Aus Briefen Bonhoeffers lasen Mitglieder der ev.-luth. Kirchengemeinde Ottersberg am Mittwochabend in einer berührenden Gedenkfeier in der Christophorus-Kirche, die Bettina Schmidt an der Harfe und der Kleine Chor Ottersberg, dirigiert von Gisela Seeger, umrahmten.

Zahlreiche Besucher lauschten den Auszügen aus Briefen Bonhoeffers, die er aus der Haft an seinen Freund Eberhard Bethge, seine Eltern und seine Verlobte Maria von Wedemeyer schrieb. Pastorin Wiebke Ridderskamp zeichnete zunächst das Leben von Dietrich Bonhoeffer nach, der 1906 in Breslau geboren wurde, und erinnerte auch an seinen älteren Bruder: Der Jurist Klaus Bonhoeffer wurde wegen seiner Beteiligung am Hitler-Attentat vom 20. Juli 1944 inhaftiert und kurz vor Kriegsende von der Gestapo in Berlin erschossen.

Friedrich Bartels und Margret Mehlhop vom Kirchenvorstand und weitere Gemeindemitglieder lasen aus den Briefen, die Dietrich Bonhoeffer täglich aus dem Gefängnis schrieb. Er berichtete seinen Eltern aus dem Haftalltag und beteuerte immer wieder, dass ihm die Bedingungen nichts ausmachten: „Das Körperliche tritt zurück und wird unwirklich. Ich habe nicht einmal mehr Verlangen nach Zigaretten.“ Er bat seine Eltern um Verzeihung für die Sorgen, die er ihnen bereitete, und bangte sich um deren Wohlergehen. Er erfreute sich an Kleinigkeiten, beschrieb den Genuss von mitgebrachten Keksen und Marmelade und die Nähe bei den Besuchen. In vielen Dingen sah er die göttliche Schöpfung, die ihn immer wieder in seinem tiefen Glauben bestätigte.

Auch in Briefen an seine Verlobte Maria von Wedemeyer äußerte Bonhoeffer immer wieder die Überzeugung, dass er bald in Freiheit sein würde. Maria von Wedemeyer träumte sich in Worten zu ihm, sorgte sich um ihn und sprach ihm Mut zu. Sie freute sich auf eine baldige Hochzeit. Beide kosteten die Besuchszeiten aus und ihre Sehnsuchtsgedanken wanderten in den Briefen hin und her.

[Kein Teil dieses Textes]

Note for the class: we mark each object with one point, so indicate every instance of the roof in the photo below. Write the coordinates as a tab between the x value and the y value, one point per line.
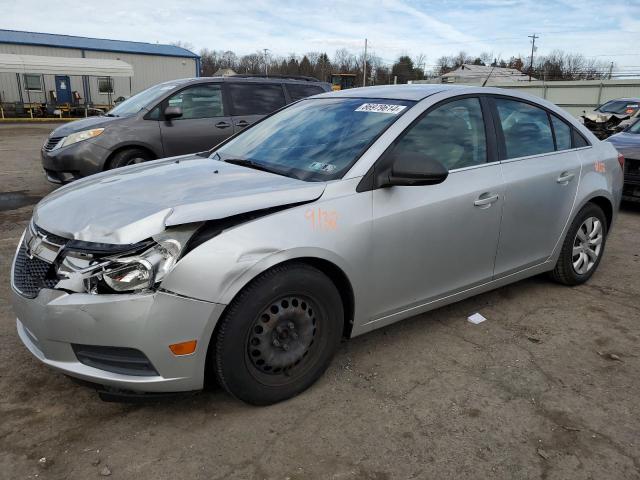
470	71
414	92
10	63
98	44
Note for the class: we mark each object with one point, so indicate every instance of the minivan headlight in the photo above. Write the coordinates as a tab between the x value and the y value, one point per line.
80	136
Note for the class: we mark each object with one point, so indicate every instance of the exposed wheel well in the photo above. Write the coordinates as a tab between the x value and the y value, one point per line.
107	164
342	283
606	207
335	274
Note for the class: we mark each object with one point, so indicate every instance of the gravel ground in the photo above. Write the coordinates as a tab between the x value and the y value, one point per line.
547	387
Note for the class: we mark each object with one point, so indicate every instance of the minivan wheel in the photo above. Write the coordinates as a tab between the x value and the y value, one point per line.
278	335
583	247
130	156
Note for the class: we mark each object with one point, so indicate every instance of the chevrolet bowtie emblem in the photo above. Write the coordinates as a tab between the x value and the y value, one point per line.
34	246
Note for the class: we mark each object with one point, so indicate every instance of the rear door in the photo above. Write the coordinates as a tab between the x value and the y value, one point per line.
251	101
203	124
541	172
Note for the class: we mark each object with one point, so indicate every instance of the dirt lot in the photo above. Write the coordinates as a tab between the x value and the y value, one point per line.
531	393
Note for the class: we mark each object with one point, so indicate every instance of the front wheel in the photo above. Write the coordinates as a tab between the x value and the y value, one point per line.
279	334
583	247
129	156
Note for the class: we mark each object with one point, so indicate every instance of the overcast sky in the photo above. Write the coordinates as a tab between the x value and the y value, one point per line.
607	29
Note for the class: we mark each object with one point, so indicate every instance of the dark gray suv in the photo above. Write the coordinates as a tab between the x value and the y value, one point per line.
172	118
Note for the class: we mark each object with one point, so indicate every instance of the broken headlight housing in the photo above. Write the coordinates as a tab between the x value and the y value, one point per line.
137	272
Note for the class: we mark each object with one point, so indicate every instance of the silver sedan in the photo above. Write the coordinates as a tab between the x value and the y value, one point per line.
337	215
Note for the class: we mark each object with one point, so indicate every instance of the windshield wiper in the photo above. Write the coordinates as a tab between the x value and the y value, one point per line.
243	162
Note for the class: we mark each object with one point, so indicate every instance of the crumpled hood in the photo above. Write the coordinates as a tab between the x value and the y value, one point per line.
83	124
627	144
131	204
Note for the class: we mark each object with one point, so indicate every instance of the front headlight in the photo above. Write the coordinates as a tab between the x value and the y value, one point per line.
87	267
80	136
142	271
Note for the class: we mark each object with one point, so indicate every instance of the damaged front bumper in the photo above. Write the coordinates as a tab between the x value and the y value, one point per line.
96	337
119	340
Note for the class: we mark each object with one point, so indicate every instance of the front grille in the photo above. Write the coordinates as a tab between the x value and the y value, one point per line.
125	361
30	275
52	143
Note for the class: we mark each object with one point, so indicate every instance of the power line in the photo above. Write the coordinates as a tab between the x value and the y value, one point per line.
533	47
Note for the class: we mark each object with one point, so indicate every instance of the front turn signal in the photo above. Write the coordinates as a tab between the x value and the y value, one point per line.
184	348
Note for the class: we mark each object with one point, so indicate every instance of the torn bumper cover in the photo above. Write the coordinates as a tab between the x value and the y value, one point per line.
57	327
120	340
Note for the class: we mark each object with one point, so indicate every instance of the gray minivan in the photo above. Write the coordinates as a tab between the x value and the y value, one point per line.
172	118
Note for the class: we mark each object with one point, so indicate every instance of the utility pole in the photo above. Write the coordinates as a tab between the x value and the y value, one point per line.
266	64
533	46
364	76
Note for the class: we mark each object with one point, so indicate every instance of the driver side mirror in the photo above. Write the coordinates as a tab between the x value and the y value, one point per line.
172	112
415	169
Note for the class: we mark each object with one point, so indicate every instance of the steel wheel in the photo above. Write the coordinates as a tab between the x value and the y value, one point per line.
278	334
587	245
281	338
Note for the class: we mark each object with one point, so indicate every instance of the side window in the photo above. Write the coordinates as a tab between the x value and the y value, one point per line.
154	114
201	101
255	99
453	134
562	132
526	128
578	140
297	91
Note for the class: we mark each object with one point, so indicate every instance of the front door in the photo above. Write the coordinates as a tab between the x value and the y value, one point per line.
63	89
203	123
541	174
432	241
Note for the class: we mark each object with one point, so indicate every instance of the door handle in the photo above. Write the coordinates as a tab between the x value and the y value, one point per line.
565	178
486	200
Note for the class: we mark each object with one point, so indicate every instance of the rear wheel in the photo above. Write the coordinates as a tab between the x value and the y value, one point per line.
583	247
129	156
279	334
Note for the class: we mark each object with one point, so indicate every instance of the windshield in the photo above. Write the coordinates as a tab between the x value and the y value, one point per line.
316	139
141	100
619	107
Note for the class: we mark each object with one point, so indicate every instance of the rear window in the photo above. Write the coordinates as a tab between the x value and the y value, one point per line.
562	132
256	99
296	91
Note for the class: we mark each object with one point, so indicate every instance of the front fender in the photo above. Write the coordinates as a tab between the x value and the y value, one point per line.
219	268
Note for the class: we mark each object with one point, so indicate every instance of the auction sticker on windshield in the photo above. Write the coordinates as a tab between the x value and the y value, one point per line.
381	108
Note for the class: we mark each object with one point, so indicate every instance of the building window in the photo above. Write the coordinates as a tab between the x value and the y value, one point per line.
33	82
105	85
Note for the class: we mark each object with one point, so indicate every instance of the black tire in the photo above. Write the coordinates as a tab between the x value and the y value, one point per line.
129	156
564	271
251	361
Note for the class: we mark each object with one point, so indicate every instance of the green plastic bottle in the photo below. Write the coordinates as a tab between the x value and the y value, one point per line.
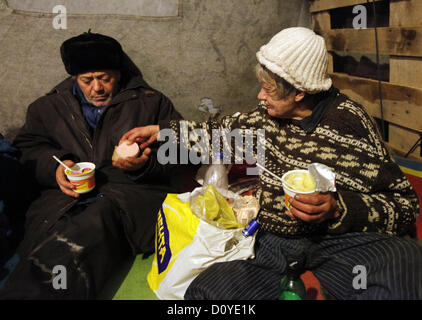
291	285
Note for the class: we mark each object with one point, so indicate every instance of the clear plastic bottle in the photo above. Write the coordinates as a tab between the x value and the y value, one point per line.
217	173
291	285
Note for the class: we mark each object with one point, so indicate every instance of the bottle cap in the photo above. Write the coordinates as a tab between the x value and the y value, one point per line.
251	228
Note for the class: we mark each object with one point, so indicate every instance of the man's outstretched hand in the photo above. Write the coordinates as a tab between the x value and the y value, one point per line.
142	135
133	163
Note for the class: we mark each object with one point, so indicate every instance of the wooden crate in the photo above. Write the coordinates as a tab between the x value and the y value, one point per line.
400	41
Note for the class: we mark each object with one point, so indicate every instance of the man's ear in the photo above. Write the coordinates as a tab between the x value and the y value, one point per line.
299	96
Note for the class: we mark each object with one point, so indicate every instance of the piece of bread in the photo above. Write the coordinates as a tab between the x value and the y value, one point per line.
125	150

In Briefen an seinen Freund und Kollegen Eberhard Bethge fand Bonhoeffer bittere Worte wegen seines gelegentlich aufkommenden Zorns und wegen des ständigen Ringens um Haltung vor sich selbst und den Angehörigen. Die Eindringlichkeit und der tiefe Glaube, der aus seinen Briefen sprach, beeindruckten die Zuhörer nachhaltig – ebenso wie die menschliche Größe und Würde im Leid und angesichts des herannahenden Todes.